Mustafa Kemal  başkanlığında, diğer paşaların da desteğiyle Anadolu’da yeni bir siyasi  iktidar kuruldu. 23 Nisan 1920’de Ankara’da Büyük Millet Meclisi (*) toplandı ve Osmanlı yönetiminden ayrı bir devlet yönetimi kuruldu. Osmanlı hükümetinin hükmü, İngilizlerin desteğinde Konstantiniyye (İstanbul) ve yakın çevresiyle sınırlandı, ancak saltanatın, toplum üzerindeki nüfuzu ve manevi gücü daha fazlaydı. Nitekim Ankara’daki yönetime ya da Mustafa Kemal’e  karşı Biga, Adapazarı, Düzce ve Yozgat gibi padişahçı   yörelerde peş peşe  ayaklanmalar  patlak verdi, ayaklanmacılar Mustafa Kemal’i dinsiz ve Bolşevik olmakla suçluyor, iftira atıyor ve yalanlar uyduruyorlardı. Çerkes Ethem bunların hepsini bastırdı, çok sayıda kişiyi astırdı, büyük bir korku ve dehşet iklimi yarattı ve gerici güçleri sindirdi. Bu nedenle kimi tutucu ve dinci Çerkesler Ethem Bey’i hiç sevmezler ve kızgınlıklarını “Ha kopek” (Kudurmuş köpek, adi köpek) diye dile getirirlerdi.

Ankara’daki Meclis Hükümeti, dost ülke gereksinimi duyan  Sovyetlerle diplomatik ilişki kurdu, gerçek komünistler (Mustafa Suphi ve arkadaşları) katledilirken, sahte komünist partiler de kurdurulmaya başlandı, dahası  İsmet (İnönü) ve Fevzi (Çakmak) paşalar bile Komünist partisine üye yazıldılar. Çünkü, hibe anlamında Sovyetlerden  para, silah, mühimmat, giyecek ve tıbbi malzeme  geliyordu. Arayı bozmamak gerekiyordu.
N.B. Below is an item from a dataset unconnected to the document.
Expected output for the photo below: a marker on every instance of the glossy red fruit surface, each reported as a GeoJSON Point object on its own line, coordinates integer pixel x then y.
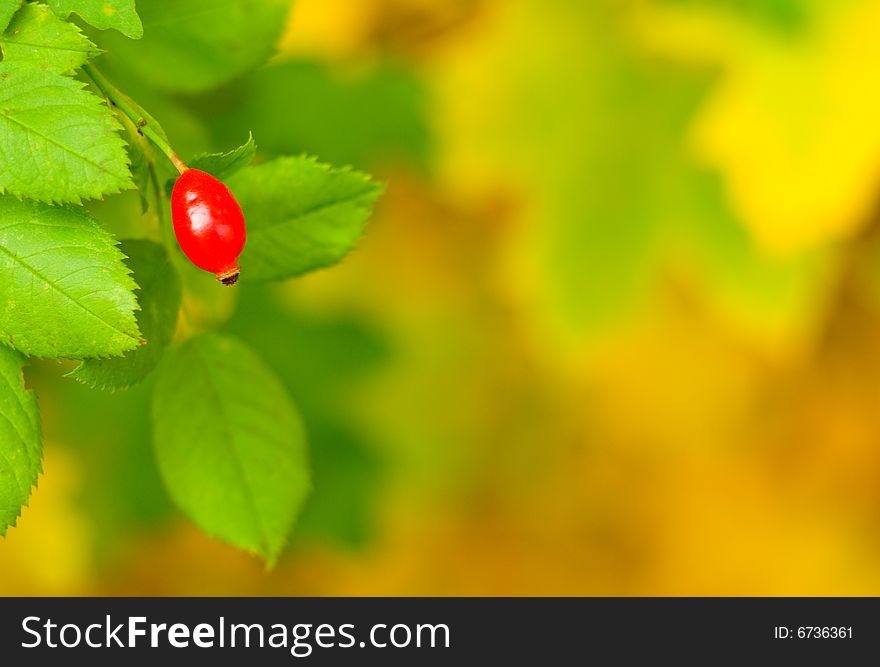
{"type": "Point", "coordinates": [208, 223]}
Lenin, Mustafa Kemal’in bir burjuva, bir Türk milliyetçisi olduğunu, ama Anadolu’da bir milli kurtuluş savaşı verdiğini bildiğinden yardım ediyordu. Mustafa Kemal savaş yorgunu Fransız ve İngilizlerle de yakınlıklar kurdu. Böylece usta bir diplomat olduğunu göstermiş oldu, yanında bilgili diplomat, gazeteci ve yazarlar vardı. Sonunda, Mustafa Kemal ile savaş “işi” güçsüz  Yunanlılara bırakıldı. Dış destekten yoksun kalan işgalci Yunan ordusu güçlü Türk ordusu karşısında  bozguna uğradı (Eylül 1922).

 

11 Ekim 1922  Mudanya Mütarekesi gereği Yunanlılar Doğu Trakya’yı da  boşalttılar. 24 Temmuz 1923 Lozan Barış Antlaşmasıyla bağımsız bir Türkiye Devleti doğmuş ve tanınmış oldu. Bu devlet fiilen bir cumhuriyetti.
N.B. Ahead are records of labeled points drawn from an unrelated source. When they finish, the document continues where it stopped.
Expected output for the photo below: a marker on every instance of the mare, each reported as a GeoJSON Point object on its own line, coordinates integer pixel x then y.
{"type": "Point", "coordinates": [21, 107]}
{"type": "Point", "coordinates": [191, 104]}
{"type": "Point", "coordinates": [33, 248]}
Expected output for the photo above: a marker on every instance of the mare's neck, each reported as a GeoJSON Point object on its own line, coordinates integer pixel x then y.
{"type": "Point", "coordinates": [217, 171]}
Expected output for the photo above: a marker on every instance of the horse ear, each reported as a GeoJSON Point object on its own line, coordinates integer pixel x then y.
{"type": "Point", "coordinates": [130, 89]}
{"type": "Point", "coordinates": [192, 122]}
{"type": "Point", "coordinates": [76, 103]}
Maalesef Türkiye için iç uzlaşmacı (ademi merkeziyetçi) ve özgürlükçü bir yol değil, otoriter bir Türkçü (merkeziyetçi, tekçi) sistem getirildi. Cumhuriyet yönetimi ilk iş olarak yerel dillerdeki yayın ve eğitime son verecek, görülmedik yasaklar getirecekti.

Cumhuriyetin ilanı, Musul Meselesi ve Şeyh Sait İsyanı

Mustafa Kemal ve TBMM Nisan 1923’te  seçim kararı aldı ve Mustafa Kemal taraftarlarının çoğunlukta olduğu  yeni bir Meclis oluştu. Buna İkinci Meclis de denir. Yeni Meclis Lozan Antlaşması’nı onayladı. Musul’un geleceği belirsiz kaldı . Muhalefet, petrol bölgesi Musul’un yitirilmesini  istemiyordu. Musul 1926’da İngiliz yönetimine (Irak’a) bırakılacaktı. 1925’te muhalefet sindirilmişti, bu nedenle ses çıkaramadı. Mustafa Kemal ve taraftarları, Musul konusunda  ısrarcı olmanın, Musul’dan vazgeçmemenin  tehlike ve yeni sorunlar yaratacağını, kritik bir durum yaşandığını, ülke geleceğinin (bekasının) tehlikeye atılamayacağını söylüyorlardı.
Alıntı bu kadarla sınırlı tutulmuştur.